Hay ciudades que se definen por lo que levantan, y otras, más discretas, por lo que sostienen en el aire. Alcoy es de estas últimas. El visitante que llega descubre pronto que no pisa exactamente una urbe, sino una red de pasarelas colgadas sobre un vacío vigilado por barrancos. Esa geografía forja un carácter: vivir en un lugar donde los puentes son condición de posibilidad imprime una especie de conciencia permanente de la fragilidad, como si la vida fuera una película de catástrofes y supiéramos que, llegado el meteorito, lo primero en caer sería nuestro acceso a la otra orilla.
Quizá por eso el alcoyano es imaginativo y terco a partes iguales: sabe que nada está garantizado y, sin embargo, insiste en levantar sus mundos propios. Uno va al Moniatic o entra al Escenari y siente esa endogamia orgullosa de comunidad que no es vanidad, sino convicción de que lo valioso nace en lo común, en el nosotros antes que en el yo. Lo propio no se idolatra, se comparte; y cuando llega el momento de abrir puertas, ahí están los puentes.
El último puente, curiosamente, no es de piedra ni de hierro, sino de código: Al-coin, la moneda digital municipal con la que Alcoy se estrena en el mapa de las “smart cities” como quien saca pecho en una función de barrio. Trescientos usuarios y cuarenta y ocho comercios ya la han probado, lo suficiente para decir que la cosa funciona y, más aún, para demostrar que la innovación tecnológica puede brotar de un ayuntamiento sin disfrazarse de Silicon Valley.
Alcoy ensaya con sus bonos digitales una metáfora que parece hecha a su medida: la moneda no circula más allá de los límites de la ciudad, no se acumula, no se reembolsa. Nace, vive y caduca en el perímetro de lo local. Como un puente que une orillas próximas, no continentes remotos. Y en esa limitación reside su fuerza: en lugar de soñar con ser el próximo bitcoin, se atreve a ser sencillamente alcoyana.

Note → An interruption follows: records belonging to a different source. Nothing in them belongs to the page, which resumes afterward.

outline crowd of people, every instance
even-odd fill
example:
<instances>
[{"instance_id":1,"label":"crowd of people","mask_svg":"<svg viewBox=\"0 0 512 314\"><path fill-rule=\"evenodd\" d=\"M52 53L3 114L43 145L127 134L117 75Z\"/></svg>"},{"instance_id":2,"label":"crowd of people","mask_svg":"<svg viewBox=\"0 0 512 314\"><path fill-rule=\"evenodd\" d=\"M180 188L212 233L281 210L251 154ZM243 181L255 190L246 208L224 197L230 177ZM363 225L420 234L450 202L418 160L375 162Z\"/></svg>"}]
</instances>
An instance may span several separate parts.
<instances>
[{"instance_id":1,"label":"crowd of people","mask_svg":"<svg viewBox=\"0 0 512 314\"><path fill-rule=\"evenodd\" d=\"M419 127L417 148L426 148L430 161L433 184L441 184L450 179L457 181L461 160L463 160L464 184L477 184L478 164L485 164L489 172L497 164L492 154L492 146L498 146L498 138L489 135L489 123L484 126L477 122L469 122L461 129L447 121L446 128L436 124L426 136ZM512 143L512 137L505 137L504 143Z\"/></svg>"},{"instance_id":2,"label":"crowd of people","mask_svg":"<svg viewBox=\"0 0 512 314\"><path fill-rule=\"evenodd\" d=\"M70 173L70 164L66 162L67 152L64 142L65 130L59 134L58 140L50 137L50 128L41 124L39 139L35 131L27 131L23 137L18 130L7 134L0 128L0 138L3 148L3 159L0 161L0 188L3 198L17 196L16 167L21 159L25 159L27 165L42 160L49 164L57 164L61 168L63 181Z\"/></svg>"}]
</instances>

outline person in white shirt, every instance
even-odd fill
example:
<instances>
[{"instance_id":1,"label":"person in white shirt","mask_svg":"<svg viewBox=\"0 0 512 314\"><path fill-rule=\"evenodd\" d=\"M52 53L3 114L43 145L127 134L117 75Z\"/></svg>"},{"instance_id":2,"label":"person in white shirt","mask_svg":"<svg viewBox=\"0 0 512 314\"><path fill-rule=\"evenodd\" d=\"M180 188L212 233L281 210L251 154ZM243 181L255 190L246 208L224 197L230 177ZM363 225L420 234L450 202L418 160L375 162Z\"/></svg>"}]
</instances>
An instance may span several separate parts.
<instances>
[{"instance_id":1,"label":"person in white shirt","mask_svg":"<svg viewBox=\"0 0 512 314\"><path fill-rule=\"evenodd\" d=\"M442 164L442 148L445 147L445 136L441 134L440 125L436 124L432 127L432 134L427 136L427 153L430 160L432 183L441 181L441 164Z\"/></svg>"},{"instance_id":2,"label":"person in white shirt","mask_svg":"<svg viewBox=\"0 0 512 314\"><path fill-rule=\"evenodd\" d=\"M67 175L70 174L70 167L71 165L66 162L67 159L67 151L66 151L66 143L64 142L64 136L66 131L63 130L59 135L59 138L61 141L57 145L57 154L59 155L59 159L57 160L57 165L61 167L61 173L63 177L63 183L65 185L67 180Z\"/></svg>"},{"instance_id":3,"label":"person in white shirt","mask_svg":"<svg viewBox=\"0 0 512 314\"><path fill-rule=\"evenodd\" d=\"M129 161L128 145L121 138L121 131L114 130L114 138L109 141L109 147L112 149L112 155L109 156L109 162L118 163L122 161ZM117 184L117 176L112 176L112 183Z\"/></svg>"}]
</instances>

Oscar Wilde decía que el mapa del mundo que no incluye la utopía no merece ser mirado. Alcoy, con sus puentes de vértigo y ahora con su moneda de código, parece haber entendido que la utopía más radical no es conquistar el mundo, sino mantener vivo un pequeño ecosistema, cuidarlo y reinventarlo.
En tiempos de inflación global, monedas espectrales y ciudades que se desdibujan en la homogeneidad, Alcoy se da el lujo de ensayar con una divisa que vale solo dentro de sus mercados municipales. Lo endogámico, convertido en gesto político. Lo local, como afirmación de inteligencia colectiva. Quizá los puentes no son para huir del desastre, sino para recordarnos que siempre hay otra orilla, y que se puede llegar a ella incluso con una moneda que no compra futuro, sino presente compartido.